Zwischen Längen & Action – das Ende hat es nochmal rausgeholt
Der Handlungsverlauf der Geschichte lässt sich Zeit würde ich sagen. Es gibt überaus spannende Passagen und ich kann auch nicht sagen, dass es Längen gab, in denen ich nun gar nicht daran interessiert war, weiter und weiter zu lesen. Aber die Handlung hat sich schon oft ziemlich viel Zeit gelassen. Hier noch eine Szene, dort noch eine Szene. Hier noch etwas Rose, hier noch etwas Hail. Ja, das war alles wichtig und gut für die Gesamthandlung, aber manchmal hatte ich auch das Gefühl, es wird sich Zeit genommen in einer Welt, bei der Zeit nicht unbedingt das ist, was alle Figuren haben.
Dafür überschlugen sich die Geschehnisse dann am Ende und bemühten sich sehr darum, alles möglichst offen und verdreht darzustellen. Das fand ich dann aber schon wieder cool, weil es irgendwie viel passender für die Story war. Schließlich passiert im Hintergrund jeder Handlung immer etwas. Die ganze Welt, die Perspektiven der beiden Hauptfiguren, das alles ist super komplex und auch deshalb so mitreißend.
Den zweiten Band will ich also unbedingt lesen. Ich erwarte mir aber auch, dass die Emotionen da noch etwas mehr überkochen und die Geschichte etwas gezielter wird in ihrer Erzählung. (Denn ganz ehrlich: Das mit den Kindern und den Gesegneten, ist das nicht egal?)
Fazit:
Eine spannende Dystopie, die eine wirklich interessante und gut auserzählte Welt präsentiert. Die weibliche Hauptfigur ist total sympathisch und wach, die männliche Hauptfigur bringt eine zweite Perspektive rein, die für Tiefe sorgt. Emotional war mir die Geschichte noch etwas flach und einige Dinge wurden auch gerne mal nicht ganz so hinterfragt, aber ich fand es sehr spannend zu lesen und freue mich auf den nächsten Band!
4 von 5 Sterne von mir.
Vielen Dank an den Verlag und die Bloggerjury.de für das Rezensionsexemplar!

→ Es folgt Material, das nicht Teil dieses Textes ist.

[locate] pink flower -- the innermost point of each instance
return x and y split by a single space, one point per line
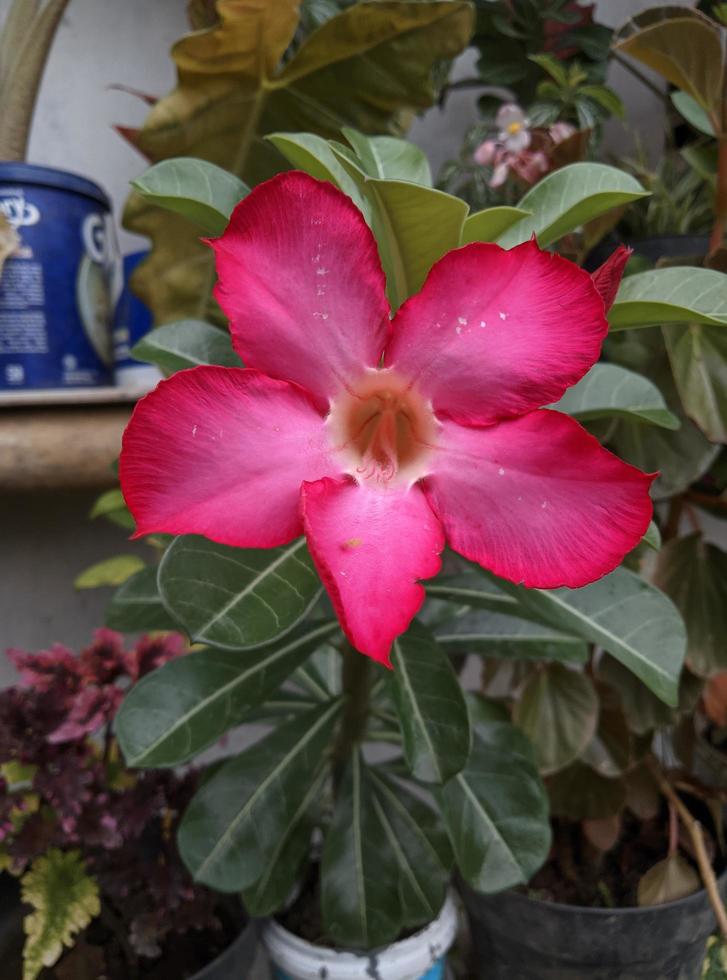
378 438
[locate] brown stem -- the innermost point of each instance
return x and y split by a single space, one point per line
720 198
694 829
358 675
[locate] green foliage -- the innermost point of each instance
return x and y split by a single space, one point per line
368 66
110 571
186 343
431 707
232 828
64 899
177 711
234 598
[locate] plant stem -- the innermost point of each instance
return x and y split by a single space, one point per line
358 676
720 198
694 829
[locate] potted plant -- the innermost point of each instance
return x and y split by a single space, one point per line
90 843
347 849
57 237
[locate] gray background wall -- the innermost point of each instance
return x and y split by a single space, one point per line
46 539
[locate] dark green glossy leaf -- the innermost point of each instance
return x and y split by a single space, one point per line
494 634
625 615
609 391
231 830
184 344
570 197
580 793
673 295
237 598
698 357
359 872
679 457
196 189
558 710
183 707
496 811
420 846
431 706
136 605
275 885
694 573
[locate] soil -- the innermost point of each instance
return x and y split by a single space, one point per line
577 873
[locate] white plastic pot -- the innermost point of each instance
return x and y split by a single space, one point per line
419 957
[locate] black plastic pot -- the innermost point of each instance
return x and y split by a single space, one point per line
520 938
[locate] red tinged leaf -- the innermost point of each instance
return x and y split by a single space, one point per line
607 277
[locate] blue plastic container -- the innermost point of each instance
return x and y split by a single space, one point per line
132 321
55 289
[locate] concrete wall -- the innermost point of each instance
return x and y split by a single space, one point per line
47 540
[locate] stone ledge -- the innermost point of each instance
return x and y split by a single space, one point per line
43 449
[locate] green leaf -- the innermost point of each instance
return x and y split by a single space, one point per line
232 828
490 224
189 703
612 391
270 891
431 707
420 847
558 711
680 456
314 155
652 538
698 358
110 571
111 505
493 634
360 896
644 712
496 811
673 295
136 605
414 226
568 198
580 793
668 881
64 899
694 573
197 189
390 158
237 598
184 344
628 617
369 67
692 112
684 46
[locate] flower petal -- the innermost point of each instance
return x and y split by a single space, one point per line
370 547
301 281
222 452
496 333
537 500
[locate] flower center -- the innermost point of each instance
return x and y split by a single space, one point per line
384 430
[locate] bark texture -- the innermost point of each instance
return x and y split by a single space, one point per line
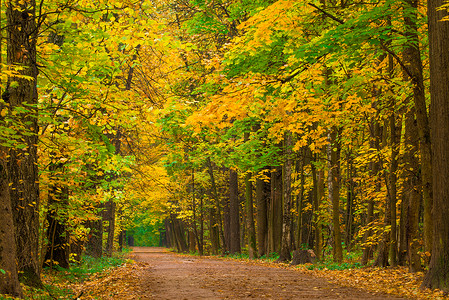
22 164
9 282
438 274
234 208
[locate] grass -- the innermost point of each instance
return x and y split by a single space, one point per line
57 281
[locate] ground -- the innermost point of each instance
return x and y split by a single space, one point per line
172 276
159 274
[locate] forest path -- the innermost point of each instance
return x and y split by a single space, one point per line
171 276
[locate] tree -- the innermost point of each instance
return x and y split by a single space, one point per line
9 280
438 274
21 95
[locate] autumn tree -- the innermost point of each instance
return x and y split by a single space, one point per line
438 274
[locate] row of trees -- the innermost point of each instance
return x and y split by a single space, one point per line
307 125
78 86
263 126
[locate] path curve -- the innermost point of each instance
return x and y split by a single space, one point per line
171 276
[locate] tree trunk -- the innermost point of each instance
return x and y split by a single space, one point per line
22 165
262 194
58 242
414 72
9 281
94 245
438 274
275 211
111 228
234 208
411 190
395 142
250 226
334 149
219 222
300 197
285 254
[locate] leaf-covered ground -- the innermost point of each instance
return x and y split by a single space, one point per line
163 275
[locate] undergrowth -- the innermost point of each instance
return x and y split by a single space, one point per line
57 281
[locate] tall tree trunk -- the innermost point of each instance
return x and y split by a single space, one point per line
275 211
334 149
94 245
438 274
300 197
9 280
285 254
318 226
58 242
414 72
395 143
234 207
412 198
22 165
250 226
262 195
217 222
111 206
349 214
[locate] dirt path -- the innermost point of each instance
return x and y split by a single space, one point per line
169 276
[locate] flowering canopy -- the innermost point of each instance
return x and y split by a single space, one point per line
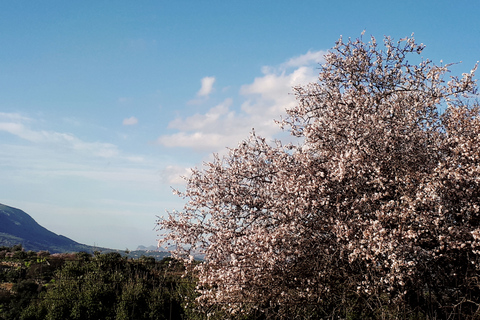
382 193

Drei Gründe, warum du dieses Buch lesen solltest:
1. Weil dich die Welt sofort reinzieht und sie auch ohne Romance auskommt
2. Weil du zwei Perspektiven bekommst, die sich perfekt ergänzen
3. Weil Gut & Böse hier nicht schwarz weiß sind und einige überraschende Wendungen auf dich zukommen.